This is entertaining stuff, though it may seem slightly odd to readers who know Mitchell for his novel Cloud Atlas, which nested multiple narratives, set in eras ranging from the 1850s to the post-apocalyptic future, like ingeniously conceived Russian dolls. The Thousand Autumns eschews such devices: it unfurls like a scroll, from start to finish, often following de Zoet, but forsaking him for long passages to inhabit the mind of Orito Aibagawa, a Japanese midwife with whom de Zoet falls in love; the interpreter Uzaemon Ogawa; the captain of an English warship, and others. These shifts give Mitchell the chance to "do voices," or rather, to do worlds: the court of Nagasaki's Magistrate, the warehouses of Deshima, the decks of a warship. His Japan is meticulously researched (it probably didn't hurt that he lived in Hiroshima for eight years) and his Dutchmen, too. (De Zoet has a real-life model, Hendrik Doeff, who served the Dutch East India Co. on Deshima from 1803 to 1818.) Indeed, there are places in the novel where Mitchell gives vent to a Bolaño-like excess of detail, as when the Dutch scientist Dr. Marinus gives a lecture to a group of Japanese students, and Uzaemon struggles to translate:

Uzaemon does his best to translate this, but it isn't easy: surely the Dutch word 'semen' cannot be related to this unknown verb 'disseminate'? Goto Shinpachi anticipates his colleague's difficulty and suggests 'distribute.' Uzaemon guesses 'germinate' means 'is accepted,' but is warned by suspicious glances from the Shirandō's audience: If we don't understand the speaker, we blame the interpreter.

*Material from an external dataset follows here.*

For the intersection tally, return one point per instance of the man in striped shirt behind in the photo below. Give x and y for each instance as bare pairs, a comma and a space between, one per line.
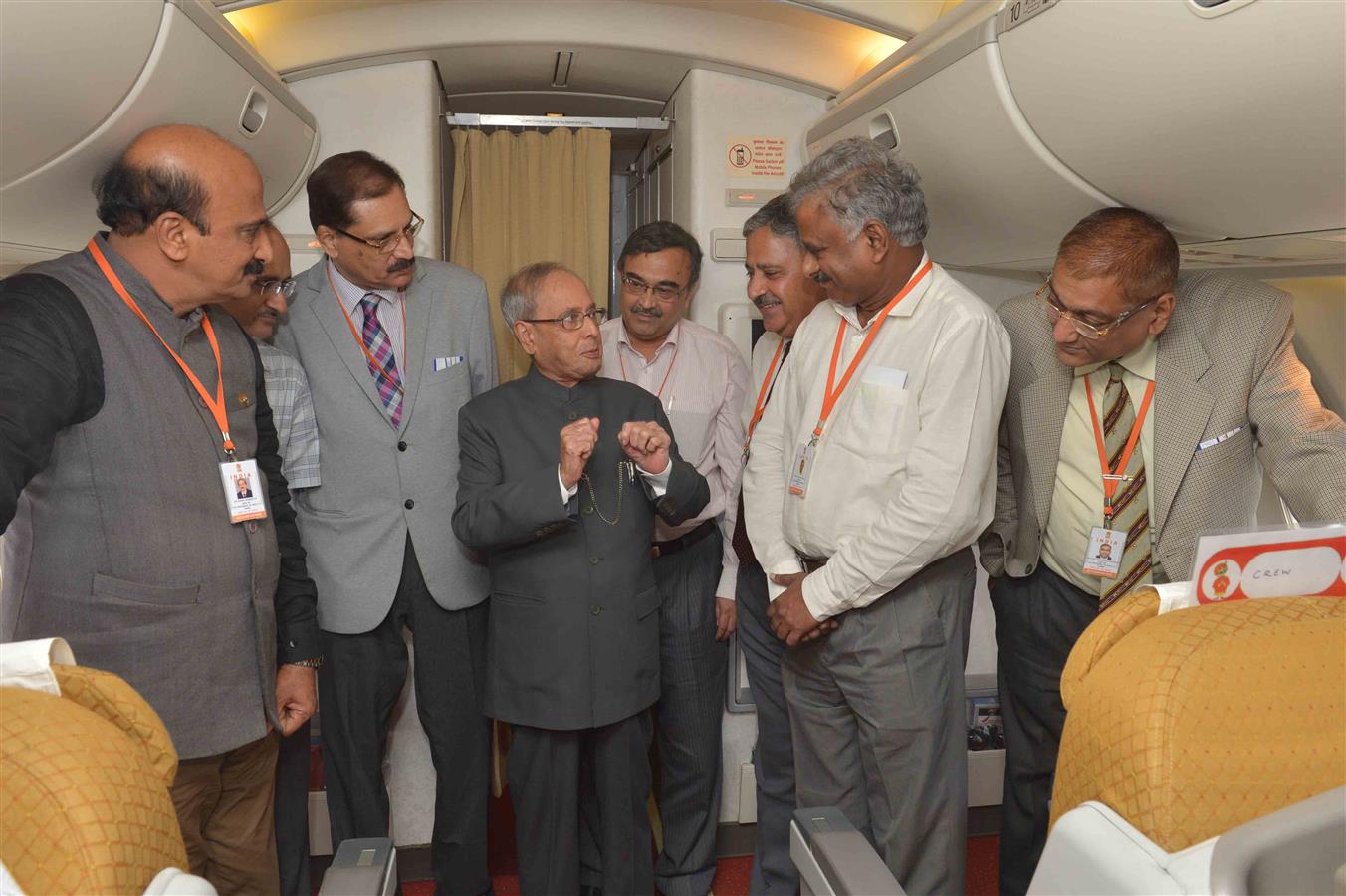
297, 431
700, 378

The description is so precise that it's practically educational: you could learn how to deliver a baby from this book, or fire a ship's gun, or identify a few Japanese characters. So much attention to the minutia of procedure slows the narrative to the courtly pace of Noh theater, but Mitchell is a good enough storyteller that the book rarely bogs down.